The heavy rain in Acadiana forced Lafayette schools to dismiss students early, caused road flooding and put enough water into the Vermilion River to raise levels above flood stage at the point where it flows under the Surrey Street Bridge in Lafayette.

And it’s not over yet. More rain is expected over the next few days.

Rainfall totals for the Lafayette area overnight Tuesday and Wednesday morning were 6 to 7 inches, with about 10 inches reported along the border that separates Acadia and Lafayette parishes, said Kent Kuyper, a meteorologist with the National Weather Service in Lake Charles.

Heavy rains Wednesday morning prompted public school officials in Lafayette and St. Landry parishes to let students out early.

Some Lafayette schools experienced minor flooding, school district spokeswoman Angela Morrison said.

For Thursday, which is the last scheduled day of the school year, Morrison said district officials will make a decision by 5 a.m. on whether to hold class.

Sheriff’s offices in the parishes of Lafayette, Iberia, Vermilion, St. Mary, Acadia and St. Martin reported no major accidents or main road closures.

In Carencro, Assistant Police Chief Dondi Harden said some rain gauges in the north Lafayette Parish city showed 7 to 10 inches of rainfall.

Harden said there were no reports of major property damage.

“The only thing we had with residences was the wakes caused by vehicles going down the road that was pushing water into the houses,” Darden said.

West of Lafayette, an early morning fire in Scott that destroyed a home was caused by lightning that struck at 1:30 a.m. as the rain moved through the area, Fire Chief Chad Sonnier said.

Residents in most parishes who wanted sandbags were able to fill them up and take them home.

In Iberia Parish, Emergency Preparedness Director Prescott Marshall said the rainfall Wednesday was not enough to warrant making sandbags available for residents.

“If the residents need them to protect their homes, we will issue them,” Prescott said.

Lafayette city-parish government also did not issue sandbags Wednesday.

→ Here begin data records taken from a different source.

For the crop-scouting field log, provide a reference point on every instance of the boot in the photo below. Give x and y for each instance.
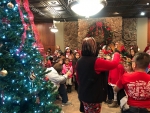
(67, 88)
(109, 101)
(113, 105)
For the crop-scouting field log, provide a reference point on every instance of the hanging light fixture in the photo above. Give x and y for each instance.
(87, 7)
(53, 28)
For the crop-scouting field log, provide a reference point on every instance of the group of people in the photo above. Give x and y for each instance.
(61, 67)
(115, 79)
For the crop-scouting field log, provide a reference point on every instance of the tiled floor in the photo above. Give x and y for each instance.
(74, 108)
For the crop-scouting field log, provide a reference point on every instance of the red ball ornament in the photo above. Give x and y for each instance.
(10, 5)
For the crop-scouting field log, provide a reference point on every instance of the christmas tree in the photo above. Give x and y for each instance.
(22, 87)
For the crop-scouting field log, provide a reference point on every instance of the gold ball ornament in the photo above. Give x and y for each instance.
(10, 5)
(3, 73)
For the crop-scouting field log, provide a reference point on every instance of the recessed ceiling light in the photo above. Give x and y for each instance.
(116, 13)
(142, 13)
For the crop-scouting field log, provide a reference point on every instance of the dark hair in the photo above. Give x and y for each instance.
(66, 59)
(89, 47)
(58, 67)
(142, 60)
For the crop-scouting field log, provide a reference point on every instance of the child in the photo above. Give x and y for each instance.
(77, 56)
(136, 84)
(113, 77)
(68, 52)
(128, 66)
(58, 81)
(123, 98)
(66, 68)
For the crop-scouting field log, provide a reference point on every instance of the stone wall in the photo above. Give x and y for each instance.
(123, 30)
(71, 34)
(129, 32)
(115, 23)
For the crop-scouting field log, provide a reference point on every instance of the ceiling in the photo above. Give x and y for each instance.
(47, 10)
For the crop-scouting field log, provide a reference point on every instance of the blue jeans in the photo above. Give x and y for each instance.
(136, 110)
(63, 93)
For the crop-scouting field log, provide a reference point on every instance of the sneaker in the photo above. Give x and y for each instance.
(66, 104)
(113, 105)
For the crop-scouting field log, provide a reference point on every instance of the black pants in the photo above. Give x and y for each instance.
(110, 92)
(63, 93)
(136, 110)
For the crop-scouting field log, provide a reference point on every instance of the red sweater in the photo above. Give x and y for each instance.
(115, 74)
(104, 65)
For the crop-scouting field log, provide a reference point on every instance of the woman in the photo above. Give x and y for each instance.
(90, 69)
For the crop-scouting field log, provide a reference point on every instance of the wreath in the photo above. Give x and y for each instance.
(99, 28)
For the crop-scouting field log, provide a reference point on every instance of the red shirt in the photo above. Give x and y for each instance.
(105, 65)
(115, 74)
(137, 87)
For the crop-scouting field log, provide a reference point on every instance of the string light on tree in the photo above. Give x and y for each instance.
(3, 73)
(10, 5)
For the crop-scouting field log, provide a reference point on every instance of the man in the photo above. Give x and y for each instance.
(137, 85)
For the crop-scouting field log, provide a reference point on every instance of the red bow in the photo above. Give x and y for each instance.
(99, 24)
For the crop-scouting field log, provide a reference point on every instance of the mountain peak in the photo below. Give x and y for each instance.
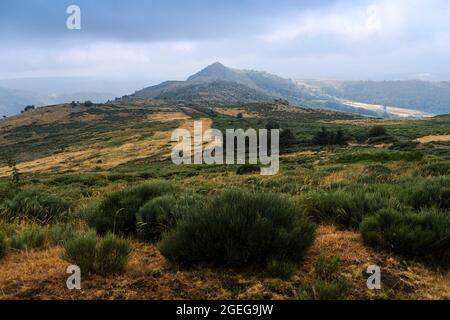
(215, 71)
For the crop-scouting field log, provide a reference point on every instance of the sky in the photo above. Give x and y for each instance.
(159, 40)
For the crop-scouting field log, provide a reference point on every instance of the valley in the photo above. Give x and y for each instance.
(76, 159)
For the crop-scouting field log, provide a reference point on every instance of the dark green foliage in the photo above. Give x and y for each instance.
(32, 237)
(3, 246)
(98, 255)
(376, 131)
(117, 212)
(240, 229)
(326, 137)
(161, 214)
(281, 269)
(379, 156)
(35, 206)
(435, 169)
(345, 207)
(423, 235)
(327, 268)
(323, 290)
(287, 139)
(112, 254)
(248, 168)
(272, 124)
(429, 192)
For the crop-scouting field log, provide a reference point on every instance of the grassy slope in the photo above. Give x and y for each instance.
(304, 167)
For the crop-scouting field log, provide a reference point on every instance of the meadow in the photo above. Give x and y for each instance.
(95, 187)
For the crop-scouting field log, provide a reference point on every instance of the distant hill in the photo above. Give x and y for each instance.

City-parish Public Works Director Tom Carroll did not return a phone call seeking comment.

Meteorologists in Lake Charles will continue to monitor the rainmaker still hovering over northwest Louisiana and portions of Texas, Oklahoma and Arkansas, Kuyper said.

“It looks like (the rain’s) going to crank up again,” Kuyper said.

The culprit is an upper-level low in Texas, Arkansas and northern Louisiana bringing in wet air from the Gulf of Mexico and creating unstable conditions leading to thunderstorms, rain and at least one confirmed tornado, said Mike Hill, meteorologist with the National Weather Service in Slidell. The tornado touched down in Garyville in St. John the Baptist Parish, damaging the Marathon refinery.

Angela Graves, spokesperson for the refinery, said they are continuing to assess the damage, but the initial examination showed damage to a cooling water tower that serves part of the plant. As a result of the damage, a crude oil unit was shut down, but a second crude oil unit remains operating.

In Ascension Parish, 56-year-old Danny Deville, of Melville, was found dead under his truck in his employer’s flooded parking lot. Sheriff’s deputies said they believed he slipped and fell into swiftly moving water that swept him under the vehicle.

There were reports in Assumption Parish of concrete graves floating up in a Belle Rose graveyard, with some caskets escaping.

The rainy weather trend will continue for the next several days, as more rain is in the forecast for at least Thursday and Friday and possibly continuing into the weekend. How much more rain is hard to tell, Hill said.

“There’s an old saying: ‘upper-level low, weatherman’s woe,’ ” Hill said. These types of weather systems tend to bring a mixed bag of weather with them, and it can be difficult to predict what is in store for south Louisiana.

However, long-range forecasts for southeast Louisiana call for possibly 5 more inches of rain before this system clears out, said Barry Keim, state climatologist. That forecast could change, but it does give an indication that additional rainfall is on the way.

With that additional rainfall, some waterways in south Louisiana were showing much higher stages, according to the Lower Mississippi River Forecast Center. Vermilion River in Lafayette and Carencro was in flood stage by Wednesday. Several rivers in the Hammond and Covington areas were either in flood stage or expected to get to flood stage by Thursday. That could change, depending on just how much rain certain areas of south Louisiana get in the coming days.

“We’re looking for at least three more days of rainfall,” Keim said.